Pour comprendre à quel point “être timide” peut nous nuire, il est important de comprendre d’abord la différence entre une personne timide ou introvertie. Aussi parce que la timidité n’est pas une maladie, c’est un comportement lié à l’introversion qui ne conduit que dans des cas extrêmes à l’inconfort psychique. “La personne timide a, pour ainsi dire, peur de la réaction que d’autres peuvent avoir en réaction à son comportement, craint le jugement qu’il peut recevoir, est peu susceptible de s’exposer en public, peut-être pour raconter une blague à une table d’amis ou est réticente à faire face aux nouvelles situations sociales telles que demander des informations dans un magasin pour acheter un bien correctement, explique Damien un coach en ligne faisant aussi de la voyance. Ceux qui sont introvertis ont plutôt tendance à être mal à l’aise avec l’intimité et le désir de s’ouvrir aux autres, n’aiment pas apparaître sous les feux de la rampe ou parler d’eux-mêmes, mais au contraire peuvent être à l’aise à écouter les autres et n’ont généralement aucune difficulté à interagir avec des étrangers pour satisfaire leurs propres besoins. En résumé, le timide a peur d’apparaître, d’être vu et peut-être jugé, l’introverti n’aime pas s’ouvrir, faire confiance, se raconter”.
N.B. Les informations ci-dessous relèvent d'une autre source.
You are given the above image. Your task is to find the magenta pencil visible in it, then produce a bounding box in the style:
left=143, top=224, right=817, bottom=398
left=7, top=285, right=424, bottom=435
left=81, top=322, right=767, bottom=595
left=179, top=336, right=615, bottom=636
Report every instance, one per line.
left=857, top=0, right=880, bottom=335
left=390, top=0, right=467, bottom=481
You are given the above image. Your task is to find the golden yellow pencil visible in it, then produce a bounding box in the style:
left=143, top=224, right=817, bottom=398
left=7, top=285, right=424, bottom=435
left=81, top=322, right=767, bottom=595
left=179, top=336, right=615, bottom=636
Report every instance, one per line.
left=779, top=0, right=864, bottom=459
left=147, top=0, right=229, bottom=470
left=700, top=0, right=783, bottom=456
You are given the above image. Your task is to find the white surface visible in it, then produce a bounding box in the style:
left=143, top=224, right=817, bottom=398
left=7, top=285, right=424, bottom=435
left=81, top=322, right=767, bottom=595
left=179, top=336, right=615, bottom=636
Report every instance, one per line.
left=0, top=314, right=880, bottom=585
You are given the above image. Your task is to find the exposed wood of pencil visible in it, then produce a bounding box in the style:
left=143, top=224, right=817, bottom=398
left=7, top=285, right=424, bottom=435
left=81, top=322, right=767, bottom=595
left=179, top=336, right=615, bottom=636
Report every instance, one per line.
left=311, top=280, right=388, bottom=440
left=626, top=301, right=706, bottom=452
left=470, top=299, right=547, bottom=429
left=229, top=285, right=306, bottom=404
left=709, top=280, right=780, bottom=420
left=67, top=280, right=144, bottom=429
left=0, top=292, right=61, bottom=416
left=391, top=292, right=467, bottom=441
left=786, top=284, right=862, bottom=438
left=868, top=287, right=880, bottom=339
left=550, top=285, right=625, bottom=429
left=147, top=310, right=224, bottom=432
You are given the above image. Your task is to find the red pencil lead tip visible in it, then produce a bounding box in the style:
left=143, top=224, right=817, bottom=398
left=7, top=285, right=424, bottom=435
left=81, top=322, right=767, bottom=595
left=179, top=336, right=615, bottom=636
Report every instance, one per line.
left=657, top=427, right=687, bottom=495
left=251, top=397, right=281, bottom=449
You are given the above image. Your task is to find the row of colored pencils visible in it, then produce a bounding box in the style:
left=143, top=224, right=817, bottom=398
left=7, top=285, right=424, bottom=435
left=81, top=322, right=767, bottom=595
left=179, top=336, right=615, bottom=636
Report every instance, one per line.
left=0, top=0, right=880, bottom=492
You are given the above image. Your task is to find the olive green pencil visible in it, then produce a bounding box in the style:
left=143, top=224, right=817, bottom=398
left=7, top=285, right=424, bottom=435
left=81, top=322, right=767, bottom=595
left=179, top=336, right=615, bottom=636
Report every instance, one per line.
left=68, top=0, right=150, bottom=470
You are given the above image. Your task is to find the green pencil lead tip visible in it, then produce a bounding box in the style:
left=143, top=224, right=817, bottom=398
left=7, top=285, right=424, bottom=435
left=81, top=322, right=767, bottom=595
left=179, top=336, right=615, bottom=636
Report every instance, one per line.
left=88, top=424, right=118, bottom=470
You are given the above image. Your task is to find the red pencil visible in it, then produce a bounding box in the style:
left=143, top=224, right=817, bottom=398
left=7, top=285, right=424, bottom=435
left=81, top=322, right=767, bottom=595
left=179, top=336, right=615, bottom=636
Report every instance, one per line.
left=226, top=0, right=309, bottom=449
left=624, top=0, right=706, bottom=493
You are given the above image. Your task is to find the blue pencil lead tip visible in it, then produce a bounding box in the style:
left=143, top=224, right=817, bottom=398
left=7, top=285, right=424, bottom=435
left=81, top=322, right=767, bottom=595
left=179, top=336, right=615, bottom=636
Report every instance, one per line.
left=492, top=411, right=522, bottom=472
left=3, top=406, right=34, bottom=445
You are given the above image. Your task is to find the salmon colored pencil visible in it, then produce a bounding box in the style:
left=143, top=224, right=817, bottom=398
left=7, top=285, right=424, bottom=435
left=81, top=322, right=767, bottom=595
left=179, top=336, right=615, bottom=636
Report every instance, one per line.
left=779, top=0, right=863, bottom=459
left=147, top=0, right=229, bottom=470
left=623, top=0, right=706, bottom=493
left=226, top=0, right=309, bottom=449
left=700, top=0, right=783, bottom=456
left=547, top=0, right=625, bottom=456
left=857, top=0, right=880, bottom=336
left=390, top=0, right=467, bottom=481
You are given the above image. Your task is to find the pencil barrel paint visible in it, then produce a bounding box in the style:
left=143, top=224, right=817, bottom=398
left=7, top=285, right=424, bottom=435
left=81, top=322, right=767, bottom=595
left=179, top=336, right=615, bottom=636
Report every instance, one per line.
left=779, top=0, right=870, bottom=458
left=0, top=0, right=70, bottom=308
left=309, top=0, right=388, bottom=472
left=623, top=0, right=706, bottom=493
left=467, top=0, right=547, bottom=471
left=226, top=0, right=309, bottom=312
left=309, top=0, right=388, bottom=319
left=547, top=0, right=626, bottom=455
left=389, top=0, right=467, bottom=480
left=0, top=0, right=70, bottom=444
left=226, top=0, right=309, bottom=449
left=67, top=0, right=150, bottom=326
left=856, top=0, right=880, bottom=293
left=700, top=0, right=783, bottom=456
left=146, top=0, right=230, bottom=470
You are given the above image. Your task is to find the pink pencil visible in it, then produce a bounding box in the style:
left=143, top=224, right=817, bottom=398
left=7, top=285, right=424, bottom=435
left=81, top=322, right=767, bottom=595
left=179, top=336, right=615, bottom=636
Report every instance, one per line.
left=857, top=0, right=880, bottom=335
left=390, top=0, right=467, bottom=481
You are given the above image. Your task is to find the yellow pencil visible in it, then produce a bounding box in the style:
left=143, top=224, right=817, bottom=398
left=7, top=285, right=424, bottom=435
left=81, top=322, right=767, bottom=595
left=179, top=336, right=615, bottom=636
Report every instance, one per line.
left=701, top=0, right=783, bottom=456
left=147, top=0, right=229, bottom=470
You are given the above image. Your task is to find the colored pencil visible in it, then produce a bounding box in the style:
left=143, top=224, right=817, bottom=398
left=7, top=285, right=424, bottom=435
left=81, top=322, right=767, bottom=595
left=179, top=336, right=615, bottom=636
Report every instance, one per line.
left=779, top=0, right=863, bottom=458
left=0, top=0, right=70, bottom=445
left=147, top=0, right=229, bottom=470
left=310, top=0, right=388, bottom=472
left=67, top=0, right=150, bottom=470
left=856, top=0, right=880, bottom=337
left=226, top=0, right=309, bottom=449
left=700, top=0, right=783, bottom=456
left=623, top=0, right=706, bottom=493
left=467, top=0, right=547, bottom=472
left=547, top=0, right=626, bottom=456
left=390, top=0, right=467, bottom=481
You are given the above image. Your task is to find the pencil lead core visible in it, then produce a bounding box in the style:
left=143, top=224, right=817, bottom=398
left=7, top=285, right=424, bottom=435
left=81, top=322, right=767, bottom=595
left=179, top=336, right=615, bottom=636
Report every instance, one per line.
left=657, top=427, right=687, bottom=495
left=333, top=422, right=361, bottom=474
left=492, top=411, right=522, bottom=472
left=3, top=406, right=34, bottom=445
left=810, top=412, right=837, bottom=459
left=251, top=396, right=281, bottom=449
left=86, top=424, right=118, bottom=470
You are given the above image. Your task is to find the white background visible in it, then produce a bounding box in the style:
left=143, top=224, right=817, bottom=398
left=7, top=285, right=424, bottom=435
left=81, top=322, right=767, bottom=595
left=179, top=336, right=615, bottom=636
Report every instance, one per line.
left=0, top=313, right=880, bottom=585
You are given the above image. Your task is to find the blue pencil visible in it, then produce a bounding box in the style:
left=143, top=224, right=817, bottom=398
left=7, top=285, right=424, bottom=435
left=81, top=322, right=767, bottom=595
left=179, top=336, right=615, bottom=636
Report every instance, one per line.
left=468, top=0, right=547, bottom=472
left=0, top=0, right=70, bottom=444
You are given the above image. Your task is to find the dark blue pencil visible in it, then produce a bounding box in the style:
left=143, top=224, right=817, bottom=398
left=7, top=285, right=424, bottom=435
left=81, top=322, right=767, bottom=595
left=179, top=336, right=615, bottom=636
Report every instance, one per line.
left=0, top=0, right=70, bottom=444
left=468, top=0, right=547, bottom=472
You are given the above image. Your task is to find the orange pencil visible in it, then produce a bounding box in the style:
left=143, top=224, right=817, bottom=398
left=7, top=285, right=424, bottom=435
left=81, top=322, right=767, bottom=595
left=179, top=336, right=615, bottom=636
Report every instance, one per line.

Ce n’est que dans certains cas que ces sentiments peuvent vous rendre malade. La personne timide a des difficultés dans l’interaction sociale avec l’autre, craignant de s’exposer et d’être jugée, mais peut-être avec un peu d'”anxiété et peut-être que lorsqu’il est en compagnie de personnes qui lui font sentir plus en sécurité peut s’exposer et poursuivre leurs objectifs sociaux. Lorsque, d’autre part, l’anxiété sociale devient excessive et que la personne tend à éviter des situations sociales importantes et significatives et, par conséquent, à devoir limiter de force sa vie sociale, on parle alors d’un trouble d’anxiété sociale, c’est-à-dire un véritable trouble psychologique, caractérisé par la peur excessive d’être jugé lors de représentations publiques, par exemple en public, ou dans la vie sociale normale (par exemple, en allant faire ses courses dans une boutique).

– ADOLESCENTS TIMIDES
Le trouble d’anxiété sociale touche entre 4 et 7 % de la population. Les personnes fragiles qui ont tendance à se fermer et ne reçoivent pas de traitement, alors qu’il serait bon d’avoir recours à la psychothérapie cognitivo-comportementale. Souvent, le trouble d’anxiété sociale commence à un moment de la vie où la vie est fragile, l’adolescence. “Elle peut commencer au début de l’adolescence et, en tout état de cause, tend à se situer à moins de 25 ans. Il n’y a pas de différence particulière de fréquence entre les hommes et les femmes, même si l’on peut dire qu’il y a une légère prévalence des femmes . Si un enfant montre de la peur envers l’autre, des difficultés à se séparer ou présente des aspects de la phobie scolaire, il faut l’aider, d’abord par les parents, à faire face aux situations qu’ils craignent, peut-être en commençant à comprendre ensemble ce qui leur fait peur. Il est important que les parents n’essaient pas de banaliser la peur ou de faire des comparaisons avec d’autres enfants en invitant l’enfant à faire ce qu’ils font ; évidemment encore moins de ridiculiser l’enfant et de le critiquer car il n’est pas assez bon. Il est essentiel que même à l’école, dès l’école primaire, le personnel enseignant soit attentif aux signes de timidité et de difficulté de socialisation, notamment parce que les enfants et les adolescents timides peuvent être victimes d’intimidation. Évidemment, si l’inconfort de l’enfant persiste, il sera important de consulter un psychothérapeute pour enfants “.